Skins’s songs are those of a middle-aged band: It isn’t an album of grizzled, get-off-my-lawn-isms, but it’s a mature work that isn’t afraid to confront matters of aging, and songs like “The Kids Just Sleep” and “Down” are drawn from true-to-life experiences and the perspective that comes from them. On “Don’t Forget Me,” frontman Bill Janovitz sings, “Don’t forget me/Everybody says at a certain age/When everything is moving too fast,” using the calloused surfaces of his tenor to great effect. That he’s joined by the always-welcome presence of Tanya Donelly makes the song an obvious standout, and Donelly is in predictably fine voice.
“Guilty Girls” and “Down” also boast powerful hooks, bolstered by thundering percussion and electric guitar power chords. The ability to structure their post-grunge rock songs around massive pop hooks has always been one of Buffalo Tom’s strengths, and Skins proves that they haven’t lost that skill. If there’s a knock against the record, it’s that it sounds out of time. Without changing a note of its current form, “Guilty Girls” would have been a great single to balance out something like Collective Soul’s “December” or Deep Blue Something’s “Breakfast at Tiffany’s” some 15 years ago.

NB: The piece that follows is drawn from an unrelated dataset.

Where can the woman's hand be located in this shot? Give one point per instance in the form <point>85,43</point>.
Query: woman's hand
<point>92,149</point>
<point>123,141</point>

Buffalo Tom doesn’t sound substantially different now than they did in the 1990s: They’re simply a sturdily built rock outfit—no more, no less. It’s admirable that the band has committed to a second act of their career and have challenged themselves by tackling more grown-up issues in their songwriting, but Skins doesn’t offer much more than a doggedly likable set of straightforward rock songs.